Published: May 13, 2025 by PerfGrid
Pulse Week 20
This week we talk about new hardware, improvements to Valkey Manager in hosting-panel.net and more
New Server Deployed
Last week we took delivery of a new server for our Grid Hosting plans. Just as with nlsh04 and nlsh05 as we have in production currently in Amsterdam, we're using Supermicro as our vendor, specifically the CloudDC A+ Server AS-1115CS-TNR.
The new server comes with a slight upgrade since we've moved from AMD EPYC Genoa 9254 to AMD EPYC Turin 9255 and from 4800MHz ECC Memory to 6000MHz ECC Memory further boosting the performance.
We continue to use Samsung PM9A3 NVMes due to their reliability and performance characteristics that suits our environment well.
We ran a Geekbench 6 benchmark on the system and observed a 23% improvement in single-core and a 35.5% improvement in multi-core workloads. While these results may not directly translate to real-world performance gains in a shared hosting environment, they do demonstrate generational improvements in the hardware.
We are still in the process of deploying our software to the new server. Once this is complete, we will begin end-to-end testing and hope to make it available to customers within the next two weeks, following extensive testing.

Interestingly, the current hardware market is experiencing a steady increase in hardware costs. Samsung a few years back decided to decrease the production of NAND chips to effectively drive up the pricing of NAND, as a result solid state technology has increased steadily with NVMes costing more than double than what they did just a few years back when we're looking at enterprise grade drives. Other costs within servers have also gone up over the years.
Such increases naturally impact the overall cost of servers. If we look at what we paid for our servers back in December 2023, the exact same model today cost 17% more than it did back then even if we were to use the AMD EPYC Genoa 9254 CPU.
We do hope that hardware prices will start to drop again in the future, as we've seen in the past.
Valkey Manager gets statistics
We've added statistics to Valkey Manager which will show the active memory usage in Valkey, the Cache Hit Ratio, operations per second and the traffic through Valkey as well as the uptime and number of keys stored in Valkey.
These statistics are collected on a 10 second interval through a custom collector and stored in ClickHouse for 30 days amounting to 259200 datapoints per Valkey instance.
One great benefit for example is to use the Cache Hit Ratio to determine whether the "Max Memory" configuration selected is high enough, since a low Cache Hit Ratio often means that there's a high rotation of the keys within Valkey, or obviously in the case of low traffic it may simply not be beneficial enough yet.

Our continuation with faulty hardware
About two months ago we had stability issues on the nlcp03 server.
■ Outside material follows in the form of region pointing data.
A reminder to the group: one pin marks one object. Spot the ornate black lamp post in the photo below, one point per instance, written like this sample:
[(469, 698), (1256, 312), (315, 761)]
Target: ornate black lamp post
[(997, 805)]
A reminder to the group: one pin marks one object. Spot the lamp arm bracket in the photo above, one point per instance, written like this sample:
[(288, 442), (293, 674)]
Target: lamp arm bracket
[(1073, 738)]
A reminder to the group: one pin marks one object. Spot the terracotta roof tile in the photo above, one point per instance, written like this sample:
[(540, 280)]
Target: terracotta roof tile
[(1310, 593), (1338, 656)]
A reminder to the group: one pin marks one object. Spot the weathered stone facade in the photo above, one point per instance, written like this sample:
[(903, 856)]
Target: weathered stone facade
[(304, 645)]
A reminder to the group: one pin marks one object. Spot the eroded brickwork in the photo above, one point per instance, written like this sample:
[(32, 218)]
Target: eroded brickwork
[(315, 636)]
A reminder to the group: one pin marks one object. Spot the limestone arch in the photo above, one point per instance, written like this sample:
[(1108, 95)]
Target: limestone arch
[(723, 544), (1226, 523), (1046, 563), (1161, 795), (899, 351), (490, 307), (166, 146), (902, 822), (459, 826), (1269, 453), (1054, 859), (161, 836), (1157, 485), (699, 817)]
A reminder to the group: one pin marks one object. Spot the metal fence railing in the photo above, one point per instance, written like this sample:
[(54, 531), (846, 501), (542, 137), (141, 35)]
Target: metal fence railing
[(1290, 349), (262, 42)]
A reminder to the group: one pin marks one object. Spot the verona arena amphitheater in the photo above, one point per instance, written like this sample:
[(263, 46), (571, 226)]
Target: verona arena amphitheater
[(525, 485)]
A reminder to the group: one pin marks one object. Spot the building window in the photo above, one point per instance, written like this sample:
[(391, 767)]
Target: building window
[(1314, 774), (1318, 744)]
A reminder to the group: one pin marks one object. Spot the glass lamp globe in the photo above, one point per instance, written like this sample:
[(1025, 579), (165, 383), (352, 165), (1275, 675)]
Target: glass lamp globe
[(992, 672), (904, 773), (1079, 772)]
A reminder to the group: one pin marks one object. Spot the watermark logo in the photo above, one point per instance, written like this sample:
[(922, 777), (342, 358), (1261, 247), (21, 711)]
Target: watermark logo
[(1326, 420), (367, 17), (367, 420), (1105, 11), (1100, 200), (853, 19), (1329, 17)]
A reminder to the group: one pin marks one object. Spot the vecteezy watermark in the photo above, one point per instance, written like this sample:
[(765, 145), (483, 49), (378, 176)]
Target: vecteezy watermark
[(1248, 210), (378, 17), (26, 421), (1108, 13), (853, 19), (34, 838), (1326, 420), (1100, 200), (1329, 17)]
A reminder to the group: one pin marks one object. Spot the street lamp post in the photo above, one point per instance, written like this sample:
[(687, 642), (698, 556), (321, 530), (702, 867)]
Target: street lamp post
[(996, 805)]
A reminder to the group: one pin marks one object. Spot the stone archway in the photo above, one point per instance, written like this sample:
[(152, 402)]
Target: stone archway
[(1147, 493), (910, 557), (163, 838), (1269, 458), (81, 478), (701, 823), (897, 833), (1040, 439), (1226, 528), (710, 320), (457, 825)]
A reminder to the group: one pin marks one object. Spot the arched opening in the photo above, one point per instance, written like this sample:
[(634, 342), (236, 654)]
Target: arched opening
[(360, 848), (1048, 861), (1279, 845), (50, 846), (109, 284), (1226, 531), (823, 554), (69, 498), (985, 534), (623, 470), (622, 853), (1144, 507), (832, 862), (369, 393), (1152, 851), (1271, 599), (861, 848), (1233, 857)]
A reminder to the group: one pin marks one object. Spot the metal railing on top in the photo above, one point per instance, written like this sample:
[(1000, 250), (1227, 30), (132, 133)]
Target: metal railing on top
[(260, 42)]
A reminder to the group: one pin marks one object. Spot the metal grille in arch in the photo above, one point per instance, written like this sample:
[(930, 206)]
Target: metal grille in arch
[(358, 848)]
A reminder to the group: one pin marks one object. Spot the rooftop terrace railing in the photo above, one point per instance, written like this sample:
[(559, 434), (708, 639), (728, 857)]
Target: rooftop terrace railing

We even wrote about it in our Pulse Week 11 post.
After weeks of testing hardware, we found out it's not actually related to the NIC as we first expected, since we replaced the NIC in the system with a spare NIC, an older Intel X520-DA2. We also tested the original Mellanox NIC in another system, and we saw no issues with the card at all.
In fact, we began to see random crashes on the server quite frequently. Fortunately, this is a server we are not actively using in production at the moment.
While at the datacenter, we decided to troubleshoot by removing all DIMMs from the server, suspecting a faulty DIMM that the system had not detected. We started with two DIMMs and observed no crashes, but as soon as we added more, the crashes resumed.
We have therefore taken the server with us for further debugging, either to identify the faulty DIMM(s) or to reseat the CPU, as the issue may be resolved by reseating the CPU in its socket.
Due to the size of modern CPUs, any imbalance in pressure across the CPU can cause stability issues. This pressure can change over time, especially when moving equipment, as we did during the migration in December 2024.